Skip to main content
ExLibris
  • Subscribe by RSS
  • Ex Libris Knowledge Center

    CampusM AP01 - RCA – February 27, March 5, March 6, 2018

    Confidential Information, Disclaimer and Trade Marks

    Introduction

    This document serves as a Root Cause Analysis for the campusM service interruption experienced by Ex Libris customers on February 27th, March 5th & March 6th, 2018.
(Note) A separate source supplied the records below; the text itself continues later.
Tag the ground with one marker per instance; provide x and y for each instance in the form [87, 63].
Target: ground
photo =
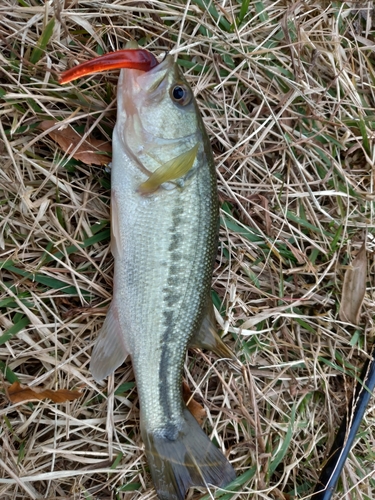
[286, 91]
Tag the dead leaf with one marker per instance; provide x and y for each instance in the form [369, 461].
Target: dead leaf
[354, 288]
[19, 393]
[92, 151]
[196, 409]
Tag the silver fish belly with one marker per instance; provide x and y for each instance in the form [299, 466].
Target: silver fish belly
[164, 242]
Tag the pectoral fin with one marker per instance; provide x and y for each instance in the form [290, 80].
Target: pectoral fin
[170, 171]
[208, 338]
[110, 350]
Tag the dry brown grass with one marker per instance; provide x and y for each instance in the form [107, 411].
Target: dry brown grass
[287, 95]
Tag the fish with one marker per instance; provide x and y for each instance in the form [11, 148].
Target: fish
[164, 239]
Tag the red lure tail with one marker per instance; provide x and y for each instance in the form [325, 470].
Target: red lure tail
[128, 58]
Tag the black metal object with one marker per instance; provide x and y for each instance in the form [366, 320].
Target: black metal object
[348, 429]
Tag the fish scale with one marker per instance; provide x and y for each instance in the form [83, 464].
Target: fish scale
[164, 240]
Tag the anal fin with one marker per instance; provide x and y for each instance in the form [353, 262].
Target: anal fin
[110, 350]
[208, 338]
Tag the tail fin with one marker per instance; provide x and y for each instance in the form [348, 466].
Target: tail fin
[189, 460]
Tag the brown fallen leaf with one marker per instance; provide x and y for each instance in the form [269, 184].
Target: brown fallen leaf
[92, 151]
[19, 393]
[194, 407]
[354, 288]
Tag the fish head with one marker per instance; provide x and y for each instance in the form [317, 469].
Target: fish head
[156, 113]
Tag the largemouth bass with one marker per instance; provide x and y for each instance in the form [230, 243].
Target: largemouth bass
[164, 213]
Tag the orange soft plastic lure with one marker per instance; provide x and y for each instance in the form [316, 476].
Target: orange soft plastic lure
[128, 58]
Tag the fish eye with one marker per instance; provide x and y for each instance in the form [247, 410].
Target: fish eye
[181, 94]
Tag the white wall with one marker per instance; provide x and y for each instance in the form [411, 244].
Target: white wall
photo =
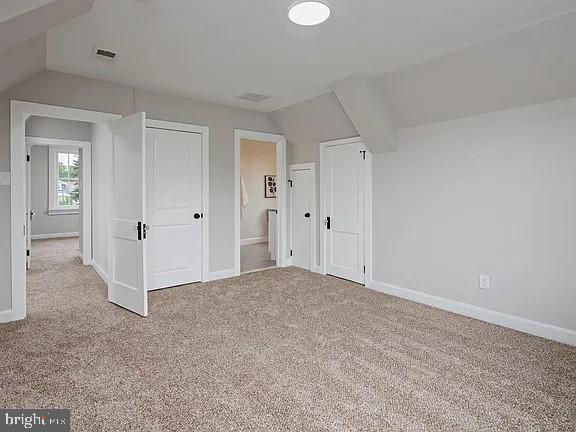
[69, 90]
[492, 194]
[257, 159]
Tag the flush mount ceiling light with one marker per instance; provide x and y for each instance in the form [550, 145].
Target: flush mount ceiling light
[309, 13]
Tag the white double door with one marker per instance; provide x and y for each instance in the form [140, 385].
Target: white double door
[303, 203]
[155, 234]
[343, 198]
[175, 214]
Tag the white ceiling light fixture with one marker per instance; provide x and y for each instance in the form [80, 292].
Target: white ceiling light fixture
[308, 13]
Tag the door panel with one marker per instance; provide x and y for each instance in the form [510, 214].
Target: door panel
[174, 207]
[127, 282]
[344, 205]
[302, 208]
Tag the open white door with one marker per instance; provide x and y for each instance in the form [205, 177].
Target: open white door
[175, 208]
[344, 211]
[127, 279]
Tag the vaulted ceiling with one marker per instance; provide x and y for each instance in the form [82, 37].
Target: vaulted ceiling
[217, 50]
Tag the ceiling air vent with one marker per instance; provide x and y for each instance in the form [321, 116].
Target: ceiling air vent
[104, 54]
[254, 97]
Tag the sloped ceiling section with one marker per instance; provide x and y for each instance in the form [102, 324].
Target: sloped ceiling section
[20, 62]
[22, 20]
[368, 111]
[529, 66]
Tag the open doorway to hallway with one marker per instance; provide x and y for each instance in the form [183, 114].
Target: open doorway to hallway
[258, 205]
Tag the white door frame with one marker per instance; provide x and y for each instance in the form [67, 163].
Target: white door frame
[314, 217]
[281, 183]
[367, 206]
[19, 113]
[86, 185]
[204, 131]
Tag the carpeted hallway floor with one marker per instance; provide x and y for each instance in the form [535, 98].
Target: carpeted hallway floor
[277, 350]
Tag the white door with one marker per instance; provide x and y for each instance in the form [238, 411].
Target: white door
[344, 211]
[175, 211]
[127, 279]
[303, 207]
[29, 212]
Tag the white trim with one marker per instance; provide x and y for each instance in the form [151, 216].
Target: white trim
[221, 274]
[53, 208]
[535, 328]
[367, 205]
[98, 269]
[30, 140]
[254, 240]
[204, 131]
[281, 195]
[6, 316]
[19, 112]
[54, 235]
[314, 222]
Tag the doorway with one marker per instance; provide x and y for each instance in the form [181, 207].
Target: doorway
[345, 204]
[260, 189]
[58, 184]
[303, 219]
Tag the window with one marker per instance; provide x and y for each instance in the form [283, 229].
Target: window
[64, 179]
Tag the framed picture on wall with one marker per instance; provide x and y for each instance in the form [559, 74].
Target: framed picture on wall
[269, 186]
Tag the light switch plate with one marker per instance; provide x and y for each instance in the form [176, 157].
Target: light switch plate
[4, 179]
[484, 282]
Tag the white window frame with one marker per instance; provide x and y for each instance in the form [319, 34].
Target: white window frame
[53, 207]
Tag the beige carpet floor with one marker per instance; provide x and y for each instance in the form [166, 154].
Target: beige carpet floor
[273, 351]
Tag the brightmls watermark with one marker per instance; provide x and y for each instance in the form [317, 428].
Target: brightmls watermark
[35, 420]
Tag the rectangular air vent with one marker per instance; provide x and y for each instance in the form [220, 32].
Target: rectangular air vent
[104, 54]
[254, 97]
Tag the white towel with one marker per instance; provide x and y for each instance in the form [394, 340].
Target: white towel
[244, 199]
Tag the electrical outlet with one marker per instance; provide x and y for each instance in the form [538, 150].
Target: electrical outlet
[484, 282]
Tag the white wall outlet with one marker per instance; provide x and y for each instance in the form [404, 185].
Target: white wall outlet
[484, 282]
[4, 179]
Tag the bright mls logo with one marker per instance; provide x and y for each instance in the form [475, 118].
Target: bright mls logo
[14, 420]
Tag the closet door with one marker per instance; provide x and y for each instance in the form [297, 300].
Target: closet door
[303, 207]
[175, 211]
[343, 171]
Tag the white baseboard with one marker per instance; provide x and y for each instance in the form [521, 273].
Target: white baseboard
[221, 274]
[6, 316]
[100, 271]
[253, 240]
[54, 235]
[535, 328]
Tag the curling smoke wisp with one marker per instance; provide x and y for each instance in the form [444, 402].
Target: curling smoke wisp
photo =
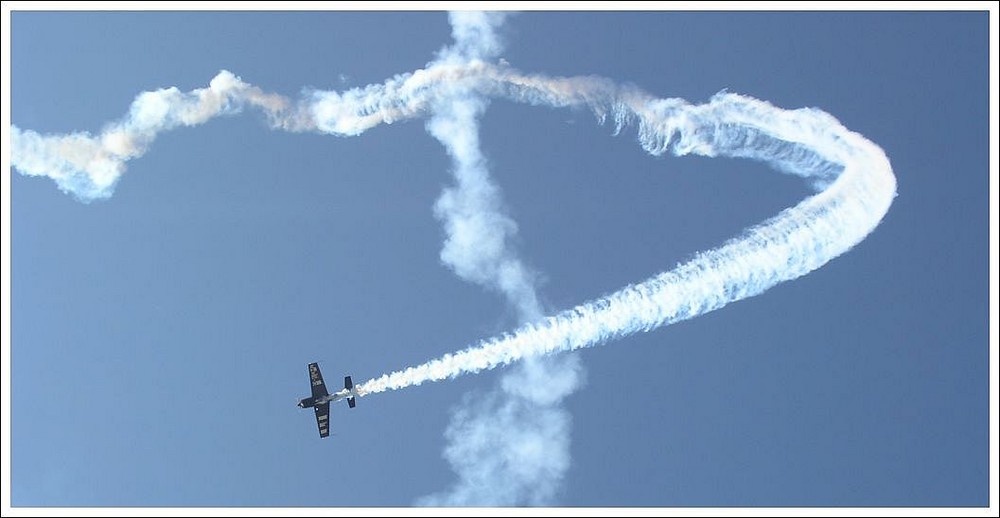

    The goal of this document is to share our findings regarding the event, specify the root cause analysis, outline actions to be taken to solve the downtime event, as well as preventive measures Ex Libris is taking to avoid similar cases in future.

    Event Timeline

    Service interruption was experienced by Ex Libris customers served by the campusM AP01 instance at the APAC Data Centre during the following hours:

    February 27th, 2018 from 7:31 AM until 9:29 AM Singapore time zone – Service Disruption
    March 5th, 2018 from 9:45 AM until 10:17 AM Singapore time zone – Service Disruption
    March 6th, 2018 from 8:10 AM until 11:10 AM Singapore time zone – Performance Issues

    Root Cause Analysis, Technical Action Items and Preventive Measures

    Ex Libris Engineers investigated this event to determine the root cause analysis with the following results:

    During the first event on February 27th, the Ex Libris engineers discovered the root cause for the service disruption was a combination of two issues:

    • Firewall issue
    • Pileup on the thread pool causing its exhaustion

    Both issues caused slowness in outgoing traffic that led to performance degradation and eventually complete system disruption.
    Following this event, Ex Libris implemented the following:

    • Disabling the problematic configuration in the firewall that initiated the bug
    • Removing the problematic configuration across all firewall devices
    • Triple the application thread pool

    The second event on March 5th indicated that the previous thread pool change did not completely resolve the issue, but only delayed the thread pileup and hanging threads and Ex Libris manually removed the hanging thread to restore the system back to its normal service.
    Following this event, Ex Libris implemented the following:

    • Adding a safety system that identifies and removes hanging threads

    During the third event on March 6th, while there was no complete service disruption (system down), the application still suffered performance degradation. The Ex Libris engineers determined that the safety system introduced created in cases false-positive alerts causing removal of long sessions that were not actually hanging, just taking longer.
    Following this event, Ex Libris implemented the following:

    • Adjust and remove all false-positive alerts and triggers by fine tuning the safety system to identify and remove only hanging sessions

     

    Customer Communication 

     

    ExLibris is committed to providing customers with prompt and ongoing updates during Cloud events. Ongoing and prompt updates on service interruptions appear in the system status portal at this address: http://status.exlibrisgroup.com/

    These updates are automatically sent as emails to registered customers.

    Publication History 

     

    Date Publication History
    March 8, 2018 Initial Publication